Олей содрогнулся всем телом.
Но люди и про то узнают, кто дал ему эти несметные сокровища, и за что дал, узнают! Чего стоят все суетные почести, если следом за ним будет ползти большая черная тень? И эта большая черная тень – нечистая совесть.
– Ну, Олей, решай!
– Нет, нет, ваша светлость, оставьте меня в покое, прошу вас. Оставьте, оставьте! Я честно служил вашему батюшке, не позорьте вы мою седую голову.
– Постой, постой, не спеши! Не всегда ты найдешь меня в таком расточительном настроении. На тысячу людей, может, один такой и найдется, кто отверг бы подобное предложение! Я люблю Анику и увезу ее в Вену, ей будет там хорошо, она заживет как графиня. Меня она тоже любит и охотно поедет со мной. Так чего тебе раздумывать, старый Олей? По рукам!

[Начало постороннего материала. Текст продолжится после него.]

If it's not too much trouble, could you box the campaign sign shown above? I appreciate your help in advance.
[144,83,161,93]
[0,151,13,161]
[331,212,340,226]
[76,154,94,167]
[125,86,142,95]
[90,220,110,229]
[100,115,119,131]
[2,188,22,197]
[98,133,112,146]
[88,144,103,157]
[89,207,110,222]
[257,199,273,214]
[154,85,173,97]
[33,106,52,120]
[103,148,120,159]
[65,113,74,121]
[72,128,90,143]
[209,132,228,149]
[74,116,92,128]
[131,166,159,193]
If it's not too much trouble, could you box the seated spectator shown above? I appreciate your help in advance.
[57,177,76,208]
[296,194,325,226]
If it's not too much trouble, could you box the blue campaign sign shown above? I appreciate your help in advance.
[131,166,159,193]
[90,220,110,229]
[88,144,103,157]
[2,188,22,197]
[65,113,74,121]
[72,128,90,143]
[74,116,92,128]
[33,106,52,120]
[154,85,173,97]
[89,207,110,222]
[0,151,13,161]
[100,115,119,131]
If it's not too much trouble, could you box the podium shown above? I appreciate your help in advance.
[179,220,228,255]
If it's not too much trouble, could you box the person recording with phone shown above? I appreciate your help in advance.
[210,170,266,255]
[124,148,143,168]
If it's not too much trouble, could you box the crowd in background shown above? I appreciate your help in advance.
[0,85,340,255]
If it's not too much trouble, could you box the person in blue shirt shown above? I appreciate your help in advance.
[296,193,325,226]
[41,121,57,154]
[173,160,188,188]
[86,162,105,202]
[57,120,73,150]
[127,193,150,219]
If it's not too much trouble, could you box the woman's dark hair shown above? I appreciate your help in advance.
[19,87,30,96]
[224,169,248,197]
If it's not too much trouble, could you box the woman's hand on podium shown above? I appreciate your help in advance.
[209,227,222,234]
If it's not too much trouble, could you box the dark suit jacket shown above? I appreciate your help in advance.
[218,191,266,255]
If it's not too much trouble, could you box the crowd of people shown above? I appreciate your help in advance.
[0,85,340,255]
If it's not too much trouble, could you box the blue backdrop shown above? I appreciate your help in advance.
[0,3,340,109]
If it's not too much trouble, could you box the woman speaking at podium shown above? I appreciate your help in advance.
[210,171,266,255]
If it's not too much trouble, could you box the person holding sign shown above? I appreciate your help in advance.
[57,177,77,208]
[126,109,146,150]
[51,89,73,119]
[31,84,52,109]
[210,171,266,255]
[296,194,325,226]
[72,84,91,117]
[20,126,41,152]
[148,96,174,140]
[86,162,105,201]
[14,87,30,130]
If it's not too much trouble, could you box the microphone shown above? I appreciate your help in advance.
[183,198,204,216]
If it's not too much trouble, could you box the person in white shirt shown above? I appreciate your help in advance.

На лице у старого овчара заблестели крупные капли пота; тихим, дрожащим голосом он проговорил:
– Никогда!.. Никогда!..
– Ты глупец, ты просто лишился рассудка. Пойми же, чего я желаю. Только одного: чтобы ты закрыл на все глаза, не скалил зубы и не трезвонил по всему свету. За это я отдаю тебе загон вместе с овцами. Ничто не замарает тогда Анику. Если, например, я похищу ее, так ведь это случится без твоего ведома – ты тут ни при чем. Это будет всего лишь поворот колеса судьбы, остановить которое тебе не под силу.
Олей отвернулся.
– Зачем же вы тогда сказали мне, – проговорил он глухим, хриплым голосом, – могли бы и без этого…

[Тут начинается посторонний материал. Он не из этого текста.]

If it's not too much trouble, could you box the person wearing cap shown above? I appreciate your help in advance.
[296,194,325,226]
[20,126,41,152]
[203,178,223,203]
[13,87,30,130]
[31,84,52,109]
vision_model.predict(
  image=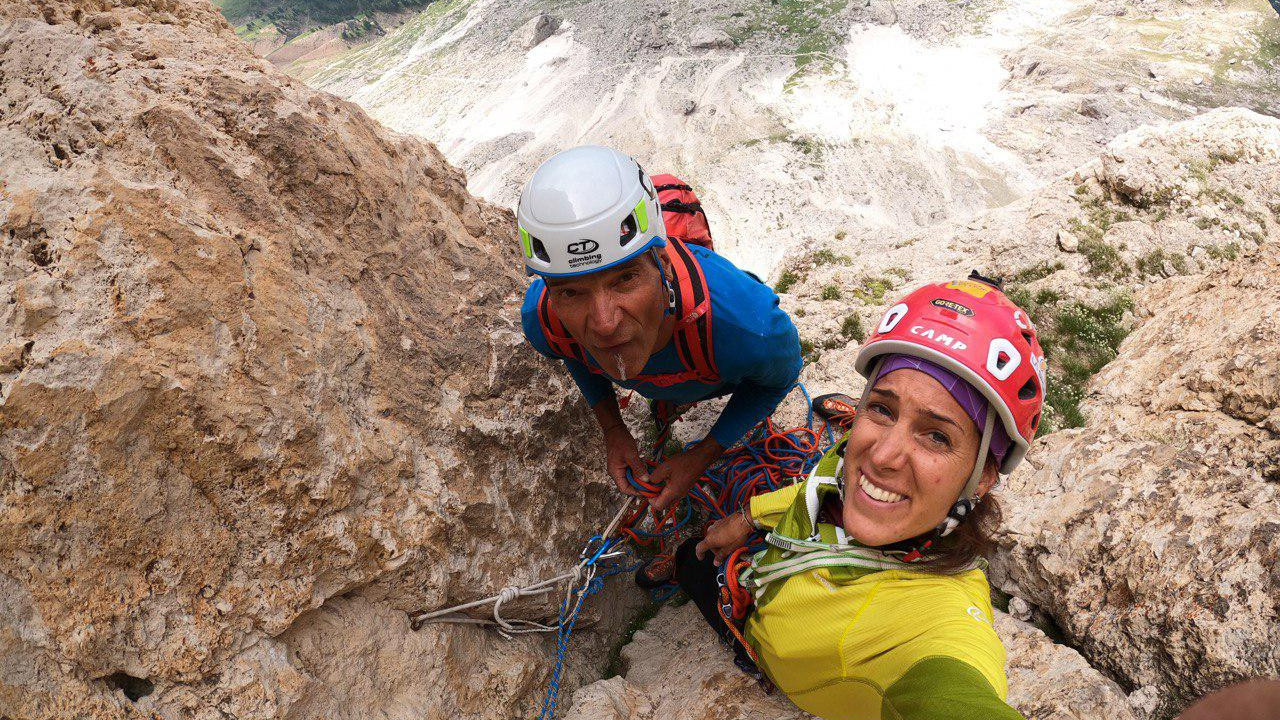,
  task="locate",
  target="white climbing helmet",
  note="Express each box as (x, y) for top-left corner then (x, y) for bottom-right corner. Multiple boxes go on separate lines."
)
(516, 145), (667, 278)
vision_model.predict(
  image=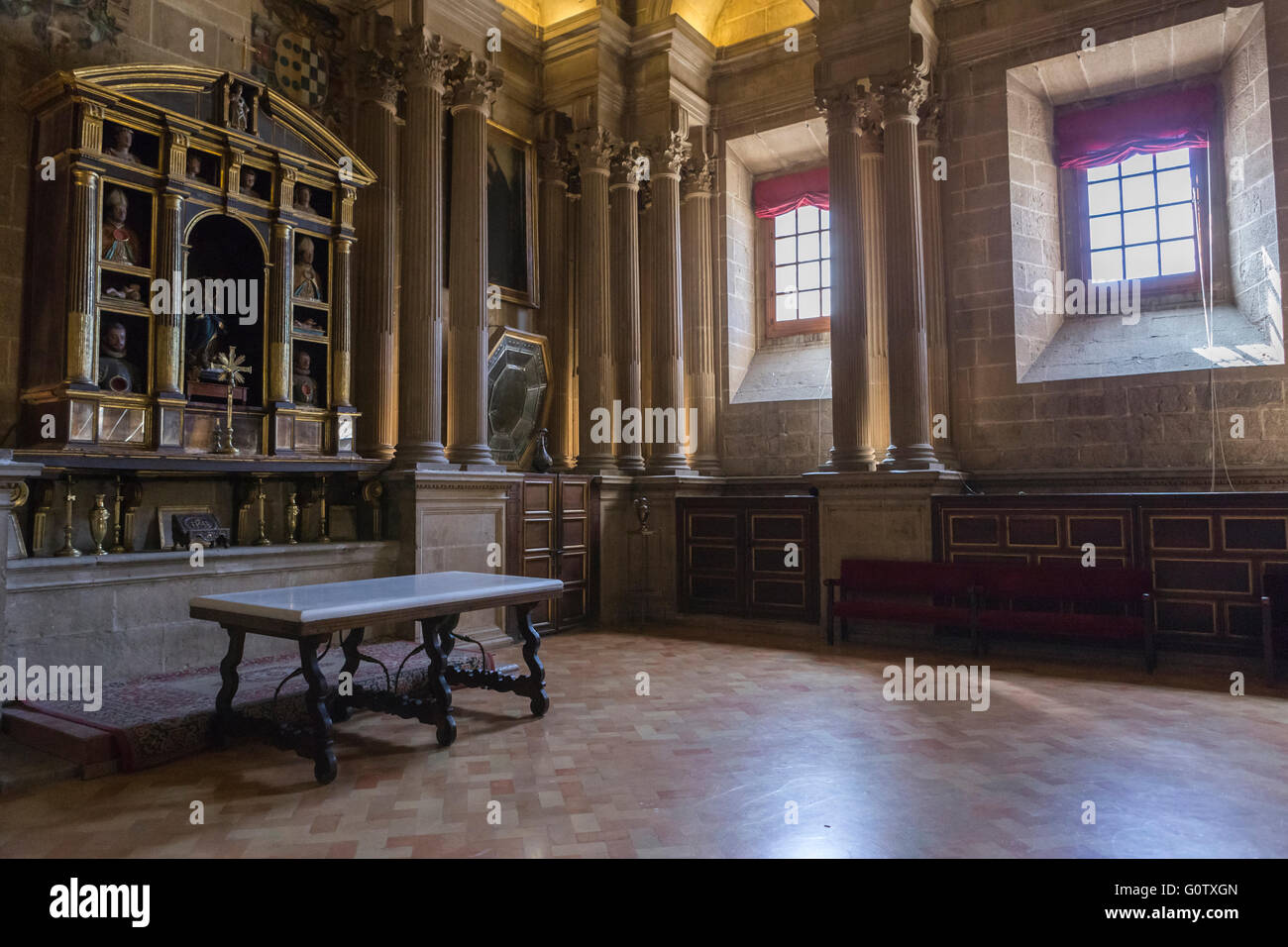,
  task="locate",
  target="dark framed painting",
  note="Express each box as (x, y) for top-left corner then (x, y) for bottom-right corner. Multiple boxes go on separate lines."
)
(486, 121), (538, 307)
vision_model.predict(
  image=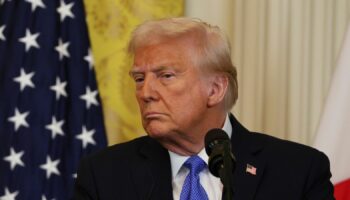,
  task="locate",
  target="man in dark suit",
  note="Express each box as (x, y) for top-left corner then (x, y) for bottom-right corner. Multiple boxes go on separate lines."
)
(74, 18), (334, 200)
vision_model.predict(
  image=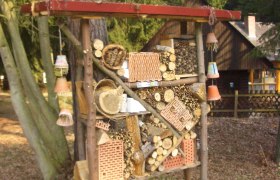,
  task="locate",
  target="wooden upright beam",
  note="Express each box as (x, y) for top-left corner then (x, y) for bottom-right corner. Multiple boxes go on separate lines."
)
(81, 19), (99, 180)
(195, 23), (208, 180)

– Хорошо, я так, «без этого», и сделаю, – ответил герцог и, круто повернувшись, бросил: – Бог тебе в помощь!
И он, насвистывая, удалился быстрым шагом.
Олей прислонился к стене. Силы покинули его. Он хотел что-то крикнуть вдогонку уходящему, но только беззвучно пошевелил губами – голос не повиновался ему; дико вращая глазами, овчар следил за герцогом, и в этом не поддающемся описанию взгляде выражались испуг и отвращение…
Припадая к стене и цепляясь за нее, он добрел до комнаты.
Голова у него шла кругом, мучительные мысли громоздились в мозгу; они, словно скалы, скатывающиеся с кручи, медленно наползали на сердце, давили и сжимали его.
– Ой, колет! – хрипло закричал он.
И горы ответили ему эхом: «Ой, ко-лет».
Но Олей хорошо знал, что это – неправда. Человек склонен обманывать себя.
Войдя в комнату, он лег в постель, заставив себя поверить в то, что его мучают колики. Сначала он стонал и ревел, как раненый зверь, потом, спрятав в подушку лицо, ставшее похожим на лик мертвеца, нашел иной способ облегчить свои муки: затянул песню.
Может быть, мысли, заимствованные из песни, вытеснят его собственные черные думы?
Он долго так мучился, пока его обострившийся слух не уловил приближающиеся легкие шаги Аники.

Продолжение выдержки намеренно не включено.